Switched to a new branch 'ben/pbspro-cluster-options'
Solution-2 (use vanilla git)
- Set the upstream for the branch
$ git branch --set-upstream-to=origin/ben/pbspro-cluster-options ben/pbspro-cluster-options
- Pull the changes from the upstream branch (this PR)
$ git pull --rebase
- Confirm Ben's last commit
$ git log --oneline | grep 'cbe6ef354'
cbe6ef354 Update executor.rst [ci skip]
@Mxrcon , could you please try again when you're at IEC? Looking forward to your response.

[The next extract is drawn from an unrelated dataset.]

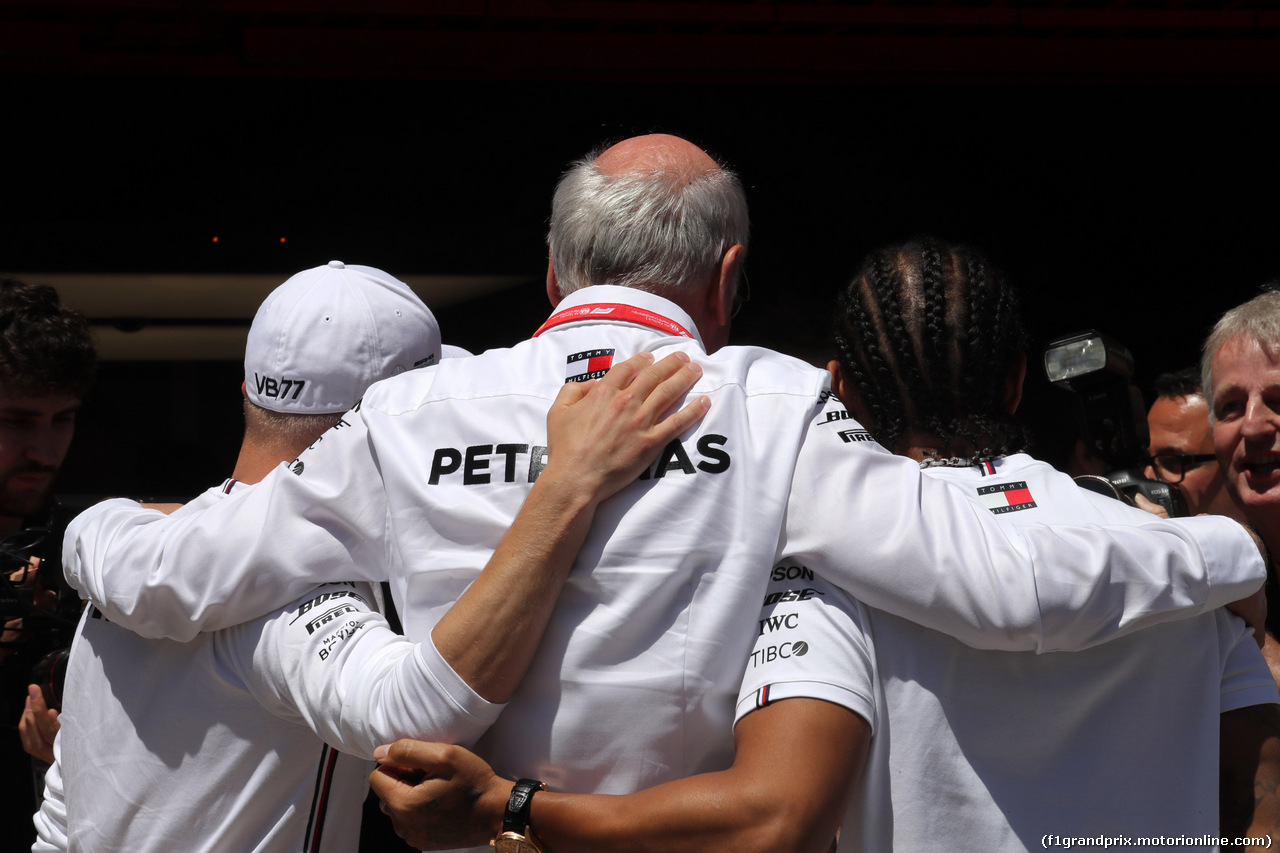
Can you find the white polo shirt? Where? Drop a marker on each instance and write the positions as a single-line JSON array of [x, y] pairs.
[[231, 742], [993, 751]]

Thanks for the correction @abhi18av, It's always good to have some git-fu lessons.
Now I got it working.
- Updated .command.run header:
#PBS -N nf-FOO
#PBS -o xxxxxxx/pbs_directive_work/work/fd/2bfb91328ae6a1adc9f517d647d902/.command.log
#PBS -j oe
#PBS -q sabmi
#PBS -l nodes=1:x86:ppn=2
#PBS -l mem=4gb
- Qstat output:
Job ID Username Queue Jobname SessID NDS TSK Memory Time S Time
----------------------- ----------- -------- ---------------- ------ ----- ------ --------- --------- - ---------
33771.hpcnod11 xxxxxxxxxxx sabmi nf-FOO 17008 1 2 4gb -- C -- hpcnod16/0-1
Thank you @bentsherman, This implementation seems to fix the issue even when using closures!!
Also, the warn is very nice: WARN: cpus directive is ignored when clusterOptions contains -l option tip: clusterOptions = { "-l nodes=1:ppn=${task.cpus}:..." }
@abhi18av @bentsherman @pditommaso, I extended this test running nf-core mag on test config to seem if this could be used for already existing pipelines.
Command used: ./nextflow/launch.sh run nf-core/mag -profile test,docker --outdir mag_results -c nextflow.config
nextflow.config content:
process{
executor= "pbs"
queue= "sabmi"
clusterOptions = {"-l nodes=1:hpcnod16:ppn=${task.cpus}"}
}
executor.queueSize = 15
executor.pollInterval = '5 sec'
Output:
Completed at: 28-Nov-2022 12:55:46
Duration : 10m 12s
CPU hours : 1.3 (0% failed)
Succeeded : 156
Ignored : 1
Failed : 1
Hi team,
This thing came up in another context where another university has docker installed only on a single node and then its a hard requirement to rely upon -l
cluster options to be able to send jobs to only that node.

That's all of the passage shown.